The study, which was published in the medical journal Psychopharmacology, notes that the research on the role of frustration and substance use disorders is scant, but several studies suggest that people with substance use disorders have a lower tolerance to frustration. Studies have shown that sensitivity to frustration is correlated with relapse among people with substance use disorders.

Traditional addiction research has focused on three aspects of substance use disorders: desire, impulsivity, or habit. The scientists hypothesized that a fourth factor, frustration, could also lead to escalating drug use and addiction.

The UTMB studies used a rat model to focus on frustration-related behavior. Rats can be trained to press a lever to obtain food or drugs (reinforcers), and frustration is defined as when a subject is unable to achieve a reinforcer, receives less reinforcer than anticipated, or has to work harder to achieve a reinforcer.

“An example of frustration behavior is when someone can’t get the channel on the TV to change or when an elevator takes too long to arrive. People will often respond to both situations by pressing the button repeatedly or holding the button longer with repeated attempts. This typical human response to frustration is the same in rats,” said Dr. Thomas A. Green, from the Department of Pharmacology and Toxicology at UTMB.

“When a rat presses a lever repeatedly that was supposed to deliver a banana-flavored sucrose pellet, but the pellets never arrive, they hold the levers down longer as the frustration builds,” he adds.

Tileena Vasquez, a Ph.D. candidate in the Department of Pharmacology and Toxicology at the UTMB and lead author of the paper, explains that the study showed that all rats would press a lever for intravenous infusions of fentanyl, a synthetic opioid, but about 10 percent of rats would increase fentanyl intake to about twice the average.

Even when rats take massive amounts of the drug, their pressure on the bar lengthens (in some cases up to 10 minutes in duration), although the researchers did not increase the amount of drug administered.
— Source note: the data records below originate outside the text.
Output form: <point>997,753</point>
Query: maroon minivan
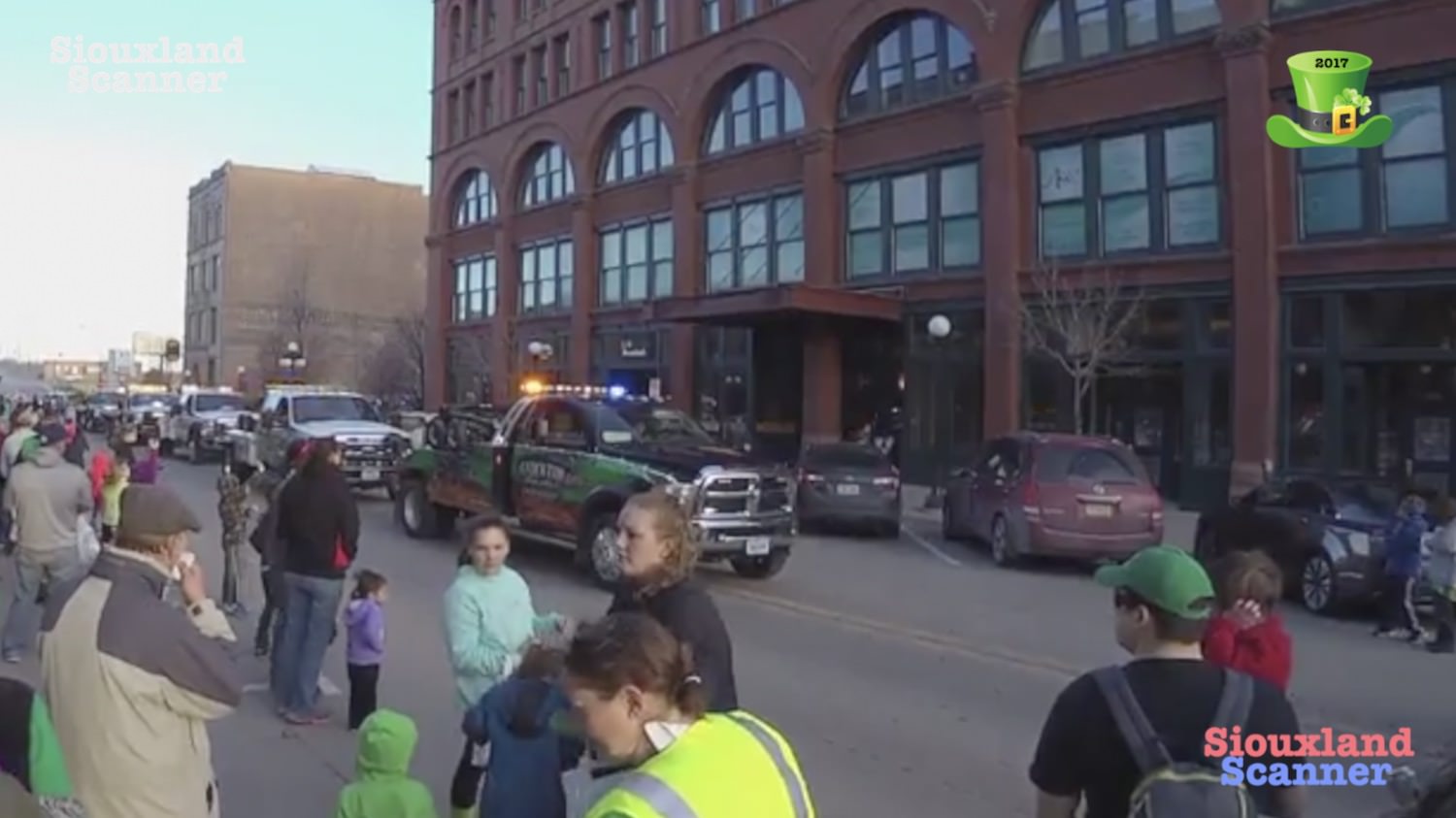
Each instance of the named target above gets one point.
<point>1054,495</point>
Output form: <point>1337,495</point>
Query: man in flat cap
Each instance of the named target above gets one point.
<point>119,661</point>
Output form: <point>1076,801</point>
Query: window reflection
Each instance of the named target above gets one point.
<point>1307,415</point>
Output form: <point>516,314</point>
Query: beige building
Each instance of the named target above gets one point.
<point>331,261</point>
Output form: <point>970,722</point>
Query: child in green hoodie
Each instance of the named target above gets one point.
<point>381,786</point>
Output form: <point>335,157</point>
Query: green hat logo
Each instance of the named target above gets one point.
<point>1333,108</point>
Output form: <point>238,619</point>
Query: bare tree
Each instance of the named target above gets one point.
<point>1082,323</point>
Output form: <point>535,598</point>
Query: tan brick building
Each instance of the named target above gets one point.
<point>319,258</point>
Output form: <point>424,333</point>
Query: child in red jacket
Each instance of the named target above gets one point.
<point>1246,634</point>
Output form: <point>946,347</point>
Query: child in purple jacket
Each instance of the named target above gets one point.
<point>364,619</point>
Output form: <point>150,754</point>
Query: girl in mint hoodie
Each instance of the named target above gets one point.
<point>489,623</point>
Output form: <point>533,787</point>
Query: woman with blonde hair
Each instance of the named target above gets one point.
<point>658,555</point>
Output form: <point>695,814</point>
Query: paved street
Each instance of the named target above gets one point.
<point>911,675</point>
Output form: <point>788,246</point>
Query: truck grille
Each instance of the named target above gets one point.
<point>745,494</point>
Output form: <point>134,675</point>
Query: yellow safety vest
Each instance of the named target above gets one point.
<point>725,766</point>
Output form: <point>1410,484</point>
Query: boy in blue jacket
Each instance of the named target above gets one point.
<point>1403,568</point>
<point>527,756</point>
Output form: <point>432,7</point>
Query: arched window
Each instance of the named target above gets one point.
<point>759,105</point>
<point>641,147</point>
<point>911,58</point>
<point>475,200</point>
<point>1071,31</point>
<point>550,177</point>
<point>454,31</point>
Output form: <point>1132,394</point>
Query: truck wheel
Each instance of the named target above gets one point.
<point>597,549</point>
<point>418,517</point>
<point>760,567</point>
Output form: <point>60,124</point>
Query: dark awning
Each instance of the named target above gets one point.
<point>775,303</point>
The bottom line is that these rats are susceptible to increased consumption, even though they are taking as much fentanyl as their bodies can handle because they are frustrated as they are not getting enough medication yet to satisfy them.

Green says the study has obvious implications for future opioid use disorder studies and will help scientists understand how frustration, as well as desire, impulsivity, and habit, can lead to opioid escalation.